Above is a visual depiction of the residual blocks used for the encoder and decoder. Notice the skip connection from the input to the output of the final BatchNorm. (Source: [Supplementary material](https://web.eecs.umich.edu/~justincj/papers/eccv16/JohnsonECCV16Supplementary.pdf) by Johnson et al.)


## Discriminator

**Section 7.2** of Zhu et al. specifies the PatchGAN architecture:

> For discriminator networks, we use 70 × 70 PatchGAN [22]. Let `Ck` denote a 4 × 4 Convolution-InstanceNorm-LeakyReLU layer with k ﬁlters and stride 2. After the last layer, we apply a convolution to produce a 1-dimensional output. We do not use InstanceNorm for the ﬁrst C64 layer. We use leaky ReLUs with a slope of 0.2. The discriminator architecture is: `C64-C128-C256-C512`

Roughly speaking, the PatchGAN discriminator, created by [Isola et al.](https://arxiv.org/abs/1611.07004), is designed to better capture "high frequency" visual information. $\ell_2$ and $\ell_1$ losses capture low-frequency information well, but tend to result in blurry images. See this [Quora post](https://qr.ae/pN2yFq), explaining frequency for image processing.

PatchGAN instead attempts to classify whether each patch (typically of size 70x70) is real or fake. Therefore, PatchGAN can be thought of as measuring style/texture loss. Isola et al. found that using PatchGAN generates higher quality images, runs faster, requires fewer hyperparameters, and works on images of arbitrary size.

## Multilayer Patchwise Contrastive Loss (PatchNCE)

The newly introduced concept of patchwise contrastive loss is computed for a network consisting of two sub-networks: (i) the encoder $G_{enc}$, a subset of layers of $G$, and (ii) $H$, a two-layer MLP (multi-layer perceptron, i.e., fully-connected network). PatchNCE loss replaces the $\ell_1$ cycle-consistency loss from CycleGAN. 

The loss is named as such (NCE, short for "Noise Contrastive Estimation") because:

> "These methods make use of noise contrastive estimation, learning an embedding where associated signals are brought together, in contrast to other samples in the dataset" (Park et al. 4).

In other words, we are maximizing the similarities between corresponding patches from the input and the embedded output, and minimizing *contrastive* patches (random non-corresponding patches from the input).
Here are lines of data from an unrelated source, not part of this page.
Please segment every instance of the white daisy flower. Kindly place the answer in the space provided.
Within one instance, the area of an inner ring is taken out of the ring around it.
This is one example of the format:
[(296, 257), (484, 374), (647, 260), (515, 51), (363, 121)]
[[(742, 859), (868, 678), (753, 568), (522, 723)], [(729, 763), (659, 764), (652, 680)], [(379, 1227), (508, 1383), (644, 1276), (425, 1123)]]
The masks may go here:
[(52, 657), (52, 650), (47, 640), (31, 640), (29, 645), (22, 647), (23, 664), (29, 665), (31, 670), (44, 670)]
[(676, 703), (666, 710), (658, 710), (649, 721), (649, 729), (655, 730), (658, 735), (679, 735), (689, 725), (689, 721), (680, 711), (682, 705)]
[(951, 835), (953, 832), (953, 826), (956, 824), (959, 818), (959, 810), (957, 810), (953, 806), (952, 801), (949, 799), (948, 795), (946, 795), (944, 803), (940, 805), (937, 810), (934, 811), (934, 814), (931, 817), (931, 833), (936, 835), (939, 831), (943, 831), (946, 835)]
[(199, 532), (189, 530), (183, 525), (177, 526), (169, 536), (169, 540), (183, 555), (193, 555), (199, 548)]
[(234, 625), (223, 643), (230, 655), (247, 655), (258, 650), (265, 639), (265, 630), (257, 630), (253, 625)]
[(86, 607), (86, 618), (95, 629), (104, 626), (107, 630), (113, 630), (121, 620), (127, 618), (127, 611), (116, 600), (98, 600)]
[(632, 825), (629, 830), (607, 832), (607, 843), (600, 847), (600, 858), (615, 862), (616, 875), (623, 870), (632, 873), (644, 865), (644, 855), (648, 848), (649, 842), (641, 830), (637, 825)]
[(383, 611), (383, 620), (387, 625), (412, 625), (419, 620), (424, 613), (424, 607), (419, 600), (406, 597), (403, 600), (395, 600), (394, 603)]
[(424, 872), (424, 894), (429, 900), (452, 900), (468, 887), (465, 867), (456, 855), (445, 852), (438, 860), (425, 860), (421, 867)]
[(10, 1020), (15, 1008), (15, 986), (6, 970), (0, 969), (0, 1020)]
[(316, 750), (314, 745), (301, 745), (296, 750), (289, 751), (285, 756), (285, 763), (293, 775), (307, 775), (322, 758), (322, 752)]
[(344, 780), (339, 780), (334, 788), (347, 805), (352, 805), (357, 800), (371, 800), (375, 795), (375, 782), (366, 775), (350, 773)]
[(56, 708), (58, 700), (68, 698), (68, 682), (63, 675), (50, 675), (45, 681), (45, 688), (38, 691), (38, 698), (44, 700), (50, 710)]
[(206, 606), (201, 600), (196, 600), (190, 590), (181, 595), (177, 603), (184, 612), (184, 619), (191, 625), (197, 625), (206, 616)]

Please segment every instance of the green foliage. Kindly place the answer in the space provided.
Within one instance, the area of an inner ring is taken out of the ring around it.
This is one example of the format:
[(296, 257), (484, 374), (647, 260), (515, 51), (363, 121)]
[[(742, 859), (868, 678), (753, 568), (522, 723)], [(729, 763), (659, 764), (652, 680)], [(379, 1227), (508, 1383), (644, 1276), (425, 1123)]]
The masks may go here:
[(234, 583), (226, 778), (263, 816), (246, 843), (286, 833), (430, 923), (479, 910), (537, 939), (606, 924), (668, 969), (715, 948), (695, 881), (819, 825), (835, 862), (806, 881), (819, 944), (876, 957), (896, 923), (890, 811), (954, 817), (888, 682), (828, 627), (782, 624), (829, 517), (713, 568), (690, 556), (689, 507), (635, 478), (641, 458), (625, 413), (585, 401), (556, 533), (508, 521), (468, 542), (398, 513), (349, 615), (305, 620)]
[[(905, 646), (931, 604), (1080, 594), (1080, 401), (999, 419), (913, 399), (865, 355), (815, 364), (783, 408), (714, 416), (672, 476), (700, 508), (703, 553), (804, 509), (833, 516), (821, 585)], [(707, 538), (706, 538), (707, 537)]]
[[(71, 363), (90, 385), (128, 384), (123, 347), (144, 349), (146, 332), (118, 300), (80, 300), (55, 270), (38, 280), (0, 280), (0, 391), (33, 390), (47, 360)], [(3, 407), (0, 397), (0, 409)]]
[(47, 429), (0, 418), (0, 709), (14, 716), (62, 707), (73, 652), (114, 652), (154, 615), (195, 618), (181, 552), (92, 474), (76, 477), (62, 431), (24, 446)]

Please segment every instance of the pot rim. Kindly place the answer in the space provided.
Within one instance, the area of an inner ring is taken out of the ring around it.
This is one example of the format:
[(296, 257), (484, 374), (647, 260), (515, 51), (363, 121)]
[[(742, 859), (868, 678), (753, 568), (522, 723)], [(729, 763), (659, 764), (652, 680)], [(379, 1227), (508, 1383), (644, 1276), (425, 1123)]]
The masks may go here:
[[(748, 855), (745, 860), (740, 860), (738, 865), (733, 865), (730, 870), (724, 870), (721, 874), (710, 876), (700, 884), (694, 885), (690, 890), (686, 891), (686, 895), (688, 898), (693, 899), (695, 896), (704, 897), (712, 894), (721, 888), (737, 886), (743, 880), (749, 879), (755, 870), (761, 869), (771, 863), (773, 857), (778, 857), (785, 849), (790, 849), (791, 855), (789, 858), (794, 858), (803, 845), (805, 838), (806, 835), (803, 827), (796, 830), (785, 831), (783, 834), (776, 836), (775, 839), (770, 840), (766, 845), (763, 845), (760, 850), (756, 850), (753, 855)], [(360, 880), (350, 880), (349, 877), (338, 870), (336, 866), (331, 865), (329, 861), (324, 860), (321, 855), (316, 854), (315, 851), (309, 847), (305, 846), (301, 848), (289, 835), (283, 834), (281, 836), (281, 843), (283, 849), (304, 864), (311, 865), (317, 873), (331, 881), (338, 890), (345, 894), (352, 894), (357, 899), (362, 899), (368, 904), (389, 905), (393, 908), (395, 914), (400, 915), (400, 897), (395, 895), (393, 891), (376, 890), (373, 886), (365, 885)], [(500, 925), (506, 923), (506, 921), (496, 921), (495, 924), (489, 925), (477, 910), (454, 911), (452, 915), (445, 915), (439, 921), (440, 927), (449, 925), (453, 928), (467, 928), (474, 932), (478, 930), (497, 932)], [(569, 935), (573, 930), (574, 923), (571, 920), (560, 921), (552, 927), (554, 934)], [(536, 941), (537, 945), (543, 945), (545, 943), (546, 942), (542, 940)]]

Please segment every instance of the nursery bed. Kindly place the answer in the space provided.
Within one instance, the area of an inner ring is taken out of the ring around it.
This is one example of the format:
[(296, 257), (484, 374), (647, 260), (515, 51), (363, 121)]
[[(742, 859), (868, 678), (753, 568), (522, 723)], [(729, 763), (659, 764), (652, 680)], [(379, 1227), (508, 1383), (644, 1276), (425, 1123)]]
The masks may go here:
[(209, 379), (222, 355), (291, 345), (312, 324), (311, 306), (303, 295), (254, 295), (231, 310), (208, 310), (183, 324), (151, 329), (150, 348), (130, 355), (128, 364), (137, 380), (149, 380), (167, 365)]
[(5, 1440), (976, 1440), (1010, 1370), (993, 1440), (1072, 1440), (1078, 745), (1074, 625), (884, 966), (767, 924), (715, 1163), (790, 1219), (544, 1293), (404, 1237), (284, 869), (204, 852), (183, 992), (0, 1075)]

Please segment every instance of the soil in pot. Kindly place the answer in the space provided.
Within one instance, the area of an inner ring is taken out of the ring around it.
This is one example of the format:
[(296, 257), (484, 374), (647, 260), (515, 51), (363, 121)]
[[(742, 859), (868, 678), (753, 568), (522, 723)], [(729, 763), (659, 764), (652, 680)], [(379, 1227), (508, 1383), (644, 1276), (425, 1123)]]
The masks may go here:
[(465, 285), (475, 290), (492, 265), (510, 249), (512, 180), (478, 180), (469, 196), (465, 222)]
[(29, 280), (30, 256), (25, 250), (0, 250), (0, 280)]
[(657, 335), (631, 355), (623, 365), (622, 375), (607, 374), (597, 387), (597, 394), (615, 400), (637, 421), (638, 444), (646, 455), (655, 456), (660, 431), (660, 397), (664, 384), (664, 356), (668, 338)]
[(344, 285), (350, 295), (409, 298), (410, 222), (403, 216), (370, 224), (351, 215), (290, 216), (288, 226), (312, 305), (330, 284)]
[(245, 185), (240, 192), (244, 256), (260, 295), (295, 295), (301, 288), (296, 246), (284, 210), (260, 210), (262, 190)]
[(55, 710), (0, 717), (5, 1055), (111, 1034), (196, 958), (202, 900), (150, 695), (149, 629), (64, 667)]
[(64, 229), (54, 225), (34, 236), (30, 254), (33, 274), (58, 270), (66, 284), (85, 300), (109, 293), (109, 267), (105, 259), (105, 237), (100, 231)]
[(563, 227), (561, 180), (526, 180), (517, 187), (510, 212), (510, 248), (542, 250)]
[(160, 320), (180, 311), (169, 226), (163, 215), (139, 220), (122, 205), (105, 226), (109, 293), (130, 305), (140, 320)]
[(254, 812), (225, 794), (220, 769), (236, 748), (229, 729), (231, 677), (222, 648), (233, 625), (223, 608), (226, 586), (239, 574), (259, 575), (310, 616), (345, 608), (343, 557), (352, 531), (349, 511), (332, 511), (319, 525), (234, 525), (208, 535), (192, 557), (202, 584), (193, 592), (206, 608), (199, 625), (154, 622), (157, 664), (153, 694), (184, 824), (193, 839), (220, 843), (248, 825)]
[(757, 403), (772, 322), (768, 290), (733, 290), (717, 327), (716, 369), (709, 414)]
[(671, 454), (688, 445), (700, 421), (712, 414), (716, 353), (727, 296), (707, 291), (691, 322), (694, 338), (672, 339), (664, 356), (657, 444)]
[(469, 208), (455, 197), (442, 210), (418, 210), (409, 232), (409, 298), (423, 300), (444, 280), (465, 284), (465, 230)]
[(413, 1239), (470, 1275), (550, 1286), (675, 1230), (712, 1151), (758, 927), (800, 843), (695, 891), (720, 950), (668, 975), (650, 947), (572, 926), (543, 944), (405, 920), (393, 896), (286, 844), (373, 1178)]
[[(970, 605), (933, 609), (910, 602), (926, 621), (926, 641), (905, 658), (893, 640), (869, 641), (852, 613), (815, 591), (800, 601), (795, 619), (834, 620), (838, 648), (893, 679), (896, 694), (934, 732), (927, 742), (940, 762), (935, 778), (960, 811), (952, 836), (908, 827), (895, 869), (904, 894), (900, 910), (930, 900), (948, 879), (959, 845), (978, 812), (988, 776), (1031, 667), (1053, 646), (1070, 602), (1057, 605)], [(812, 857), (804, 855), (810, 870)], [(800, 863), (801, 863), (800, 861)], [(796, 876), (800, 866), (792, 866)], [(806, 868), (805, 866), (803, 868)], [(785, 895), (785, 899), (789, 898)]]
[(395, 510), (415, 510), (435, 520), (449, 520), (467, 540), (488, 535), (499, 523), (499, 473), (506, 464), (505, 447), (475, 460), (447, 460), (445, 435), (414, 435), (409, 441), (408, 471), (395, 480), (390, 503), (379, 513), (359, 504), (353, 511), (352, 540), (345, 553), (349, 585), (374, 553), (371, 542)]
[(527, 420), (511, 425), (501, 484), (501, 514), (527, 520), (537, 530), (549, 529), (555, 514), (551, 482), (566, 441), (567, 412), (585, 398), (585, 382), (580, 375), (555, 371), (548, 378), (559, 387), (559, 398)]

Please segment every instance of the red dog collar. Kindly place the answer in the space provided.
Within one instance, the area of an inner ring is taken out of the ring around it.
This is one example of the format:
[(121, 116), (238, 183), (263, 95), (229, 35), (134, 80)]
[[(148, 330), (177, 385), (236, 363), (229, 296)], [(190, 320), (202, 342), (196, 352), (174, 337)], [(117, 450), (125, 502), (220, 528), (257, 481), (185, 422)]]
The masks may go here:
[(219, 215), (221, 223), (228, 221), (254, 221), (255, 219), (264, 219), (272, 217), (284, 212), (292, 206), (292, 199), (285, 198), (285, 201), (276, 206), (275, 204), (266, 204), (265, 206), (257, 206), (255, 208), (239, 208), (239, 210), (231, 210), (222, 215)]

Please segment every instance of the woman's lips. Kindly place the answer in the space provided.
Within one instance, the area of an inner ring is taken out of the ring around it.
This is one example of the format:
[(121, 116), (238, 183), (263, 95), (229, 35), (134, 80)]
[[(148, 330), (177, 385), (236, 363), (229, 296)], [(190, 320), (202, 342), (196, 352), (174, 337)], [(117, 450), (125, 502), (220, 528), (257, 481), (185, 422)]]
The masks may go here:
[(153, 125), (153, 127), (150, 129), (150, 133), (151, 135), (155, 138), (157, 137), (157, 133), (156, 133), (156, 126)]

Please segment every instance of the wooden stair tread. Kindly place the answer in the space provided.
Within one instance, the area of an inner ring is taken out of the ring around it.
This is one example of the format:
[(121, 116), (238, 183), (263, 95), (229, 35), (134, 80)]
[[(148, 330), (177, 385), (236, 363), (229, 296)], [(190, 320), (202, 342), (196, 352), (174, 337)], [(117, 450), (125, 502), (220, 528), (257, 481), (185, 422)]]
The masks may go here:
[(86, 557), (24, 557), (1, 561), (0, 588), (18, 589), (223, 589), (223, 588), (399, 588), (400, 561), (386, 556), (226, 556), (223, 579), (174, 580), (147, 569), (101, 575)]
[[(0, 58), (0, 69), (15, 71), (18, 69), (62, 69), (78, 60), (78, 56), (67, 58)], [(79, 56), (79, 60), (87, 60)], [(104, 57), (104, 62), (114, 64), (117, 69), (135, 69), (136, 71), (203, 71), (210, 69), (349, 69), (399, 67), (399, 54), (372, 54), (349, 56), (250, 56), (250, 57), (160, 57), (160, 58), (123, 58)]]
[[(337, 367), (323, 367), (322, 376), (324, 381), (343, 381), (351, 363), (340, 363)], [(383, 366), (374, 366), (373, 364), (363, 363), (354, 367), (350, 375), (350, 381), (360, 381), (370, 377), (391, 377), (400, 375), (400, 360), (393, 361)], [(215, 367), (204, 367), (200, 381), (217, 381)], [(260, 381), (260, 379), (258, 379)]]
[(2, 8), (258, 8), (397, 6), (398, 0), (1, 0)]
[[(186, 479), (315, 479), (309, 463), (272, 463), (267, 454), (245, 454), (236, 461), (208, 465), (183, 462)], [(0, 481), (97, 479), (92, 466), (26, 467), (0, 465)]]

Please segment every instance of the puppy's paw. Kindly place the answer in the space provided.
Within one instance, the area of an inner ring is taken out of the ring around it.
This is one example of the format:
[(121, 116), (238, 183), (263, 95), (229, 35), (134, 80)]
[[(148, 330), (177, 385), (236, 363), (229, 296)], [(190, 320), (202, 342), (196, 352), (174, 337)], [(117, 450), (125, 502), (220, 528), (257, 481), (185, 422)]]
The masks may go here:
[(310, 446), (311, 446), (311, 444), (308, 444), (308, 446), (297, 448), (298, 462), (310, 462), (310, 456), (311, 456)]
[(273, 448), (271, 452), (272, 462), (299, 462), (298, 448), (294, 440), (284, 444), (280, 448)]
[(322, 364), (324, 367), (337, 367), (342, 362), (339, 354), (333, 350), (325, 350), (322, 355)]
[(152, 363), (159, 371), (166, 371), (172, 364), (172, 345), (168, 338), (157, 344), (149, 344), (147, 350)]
As a rough example, the head of a generated zebra should be more similar to a zebra head from the ground truth dataset than irrelevant patches such as grass or sky.

To compute PatchNCE loss, we use the softmax cross entropy loss to compute the probability of selecting the positive patches over the negative patches. The positive and negative patches are sampled from the latent space $H(G_{enc}(x))$, and the output patches are sampled from the latent space $H(G_{enc}(G(x)))$. 

**Appendix C, Section 1** explains that 256 random samples are drawn from each of the following layers:
1. RGB pixels from the initial image input (size 1x1)
2. `d128`, a downsampling convolution (size 9x9)
3. `d256`, a downsampling convolution (size 15x15)
4. the first of the nine residual blocks (size 35x35)
5. the fifth `R256` residual block (size 99x99)

For example, for the first feature extraction, since the input image has 3 channels (from RGB), and our receptive field size per sample is 1x1, we have a tensor of (256, 3, 1, 1).

## Adversarial GAN Loss

$L_{GAN}$, the discriminator-generator adversarial loss, is computed using  [least-squares loss](https://arxiv.org/abs/1611.04076), instead of the standard binary cross-entropy loss defined by [Goodfellow et al.](https://papers.nips.cc/paper/5423-generative-adversarial-nets)

The formula for Least-Squares GAN is:
- $\text{min}_D V_{LSGAN}(D) = \mathbb{E}_{x \sim p_{\text{data}}(x)}[D(G(x))^2] + \mathbb{E}_{y \sim p_{\text{data}}(y)}[(D(y) - 1)^2]$

- $\text{min}_G V_{LSGAN}(G) = \mathbb{E}_{x \sim p_{\text{data}}(x)}[(D(G(x)) - 1)^2]$